For me, the theory of cultural techniques focuses on intermediaries and media that potentially connect the production of concepts (or reality) with concrete operations, involving both human and non-human actors. This concept is closely related to Actor Network Theory but emphasises the historical unfolding of media operations with archival and media archaeology motives. Media can be seen as cultural techniques themselves, encompassing sub-processes of a medium such as selecting, storing, layering, mapping, projecting, reproducing, producing, tracing, and writing. By understanding the underlying operations that define a medium or bring it into existence, we can identify and examine the operational processes that underpin it. These processes can emerge from noise, interference, intervention, or interruption of existing techniques of communication or meaning-making.



I’m interested in how we can extract knowledge from practice through ‘the trace,’ of distortion utilising concepts such as immutable ‘circulating reference’ and a cultural techniques approach. For instance, techniques like grids and guides, which are familiar to practicing designers, are also employed in ecology. The quadrat, for example, is used to count plant species and bring life and context to data, ultimately contributing to journal articles and other forms of knowledge communication. These inscription-based technique synergies provide a foundation for collaborative work on the production and communication of knowledge.
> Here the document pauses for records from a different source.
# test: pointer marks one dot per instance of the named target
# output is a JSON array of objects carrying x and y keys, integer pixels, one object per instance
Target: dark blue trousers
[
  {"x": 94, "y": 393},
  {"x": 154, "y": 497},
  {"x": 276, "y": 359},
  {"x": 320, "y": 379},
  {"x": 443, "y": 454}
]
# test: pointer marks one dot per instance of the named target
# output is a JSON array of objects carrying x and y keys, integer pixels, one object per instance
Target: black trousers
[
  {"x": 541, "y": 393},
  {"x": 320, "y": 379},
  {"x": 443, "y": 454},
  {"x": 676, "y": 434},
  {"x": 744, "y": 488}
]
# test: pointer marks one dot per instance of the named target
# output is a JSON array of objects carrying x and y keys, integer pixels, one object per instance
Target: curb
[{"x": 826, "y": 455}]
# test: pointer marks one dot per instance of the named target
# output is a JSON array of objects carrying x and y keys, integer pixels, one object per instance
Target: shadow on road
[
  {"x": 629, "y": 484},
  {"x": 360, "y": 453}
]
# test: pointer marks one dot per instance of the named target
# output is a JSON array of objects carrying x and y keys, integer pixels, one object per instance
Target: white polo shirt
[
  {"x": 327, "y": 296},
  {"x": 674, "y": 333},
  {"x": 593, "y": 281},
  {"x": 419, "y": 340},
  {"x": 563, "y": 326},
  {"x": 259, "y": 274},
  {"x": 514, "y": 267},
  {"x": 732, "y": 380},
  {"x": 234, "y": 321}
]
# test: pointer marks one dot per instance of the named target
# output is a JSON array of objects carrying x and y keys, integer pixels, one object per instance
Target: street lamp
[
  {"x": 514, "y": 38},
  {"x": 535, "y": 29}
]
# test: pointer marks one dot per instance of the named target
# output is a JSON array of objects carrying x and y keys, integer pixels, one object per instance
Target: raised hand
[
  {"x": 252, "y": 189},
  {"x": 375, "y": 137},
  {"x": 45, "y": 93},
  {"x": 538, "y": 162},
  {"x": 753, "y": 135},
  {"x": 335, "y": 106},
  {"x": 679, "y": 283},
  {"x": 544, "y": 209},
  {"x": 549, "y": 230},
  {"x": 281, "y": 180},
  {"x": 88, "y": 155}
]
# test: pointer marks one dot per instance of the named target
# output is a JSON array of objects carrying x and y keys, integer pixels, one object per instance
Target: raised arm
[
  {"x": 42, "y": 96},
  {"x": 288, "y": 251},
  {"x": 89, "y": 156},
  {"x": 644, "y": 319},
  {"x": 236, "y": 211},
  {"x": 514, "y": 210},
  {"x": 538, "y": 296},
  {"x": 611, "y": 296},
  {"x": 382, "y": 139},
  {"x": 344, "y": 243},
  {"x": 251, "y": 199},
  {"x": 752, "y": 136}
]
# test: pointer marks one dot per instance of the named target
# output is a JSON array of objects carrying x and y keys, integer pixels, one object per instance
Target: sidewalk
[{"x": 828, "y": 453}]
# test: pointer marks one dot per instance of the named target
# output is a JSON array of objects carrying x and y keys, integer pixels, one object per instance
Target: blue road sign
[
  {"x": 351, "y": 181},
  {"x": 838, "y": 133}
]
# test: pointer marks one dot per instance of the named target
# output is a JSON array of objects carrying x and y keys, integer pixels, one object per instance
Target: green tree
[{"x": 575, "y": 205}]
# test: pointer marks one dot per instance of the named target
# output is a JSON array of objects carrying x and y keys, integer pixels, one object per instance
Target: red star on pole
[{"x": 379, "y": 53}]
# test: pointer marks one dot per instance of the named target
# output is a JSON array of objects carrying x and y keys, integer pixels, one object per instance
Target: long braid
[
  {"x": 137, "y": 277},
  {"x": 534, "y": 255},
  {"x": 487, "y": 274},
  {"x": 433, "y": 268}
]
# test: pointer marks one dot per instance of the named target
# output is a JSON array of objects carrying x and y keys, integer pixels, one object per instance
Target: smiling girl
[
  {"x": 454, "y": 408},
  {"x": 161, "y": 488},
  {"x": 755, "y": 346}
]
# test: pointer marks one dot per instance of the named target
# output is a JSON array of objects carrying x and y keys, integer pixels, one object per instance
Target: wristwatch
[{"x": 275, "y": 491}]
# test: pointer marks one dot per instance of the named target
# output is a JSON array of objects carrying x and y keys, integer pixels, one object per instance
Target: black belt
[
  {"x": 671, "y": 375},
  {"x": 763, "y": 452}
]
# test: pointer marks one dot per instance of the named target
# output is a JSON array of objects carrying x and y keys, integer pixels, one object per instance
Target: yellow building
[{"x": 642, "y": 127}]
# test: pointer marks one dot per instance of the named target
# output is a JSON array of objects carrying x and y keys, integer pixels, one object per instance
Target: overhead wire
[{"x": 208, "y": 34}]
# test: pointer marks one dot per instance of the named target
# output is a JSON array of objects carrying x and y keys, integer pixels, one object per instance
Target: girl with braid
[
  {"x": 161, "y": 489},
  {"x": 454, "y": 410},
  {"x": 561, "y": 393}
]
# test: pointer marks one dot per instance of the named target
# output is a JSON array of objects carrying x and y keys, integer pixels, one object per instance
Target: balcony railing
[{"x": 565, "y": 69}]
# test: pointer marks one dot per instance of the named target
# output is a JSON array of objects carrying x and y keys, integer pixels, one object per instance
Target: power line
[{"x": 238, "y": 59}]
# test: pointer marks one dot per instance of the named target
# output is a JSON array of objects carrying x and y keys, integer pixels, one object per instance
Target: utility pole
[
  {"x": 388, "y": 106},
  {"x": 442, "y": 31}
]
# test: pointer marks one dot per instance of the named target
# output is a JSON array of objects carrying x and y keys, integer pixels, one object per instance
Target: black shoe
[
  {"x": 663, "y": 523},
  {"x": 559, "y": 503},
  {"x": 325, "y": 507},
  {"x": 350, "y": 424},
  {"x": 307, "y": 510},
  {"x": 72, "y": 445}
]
The practice of circuit bending, starting from the surface of technical media and expanding to broader cultural constellations through culture jamming, serves as an inspiring format for me. The knowledge embedded in objects and the processes of making, from my perspective, requires ongoing stewardship to amplify the valuable role practice-led research should play in the academy ‘and’ community.


The Surface Tension project was not intended to replace scientific mapping or compete with new modelling developments. Instead, it offered an alternative method to invigorate discussions about coastal environments within a gallery context. It serves as a reminder of our position within a much larger system—our interactions with the natural environment, our attempts to control it, and how we represent it.

I’m concerned about the impact and applied nature of this kind of speculative work as research, or how to amplify its recognition as research, with impact beyond the gallery. I’m not necessarily keen to re-enter the gallery scene – a legitimate media art gallery project is a lot of work to take on solo – especially when you add the need for work to be written up for improved research points. That said, The bigger picture of knowledge exchange and rethinking and re-engaging the communication of environmentally-focused matters of concern is indispensable. I’m keen to develop interventions for problematic topics and areas of communication based on the combinations of operational chains that underpin them.
But I don’t think we are going to be able to write or design our way out of the big problems siloed as individuals or fields. The idea of media archaeology and cultural techniques, allows for contributions of knowledge, via media, their histories and use, but asks for too much of one individual’s practice – to tap into multiple archives and communication platforms that expand at the rate of Twitter hashtags – to seek patterns across the operational chains of disparate media ecologies – from cognition to technology, art and science, and society and culture – I think we need to have a good collective yarn not pump out another journal article.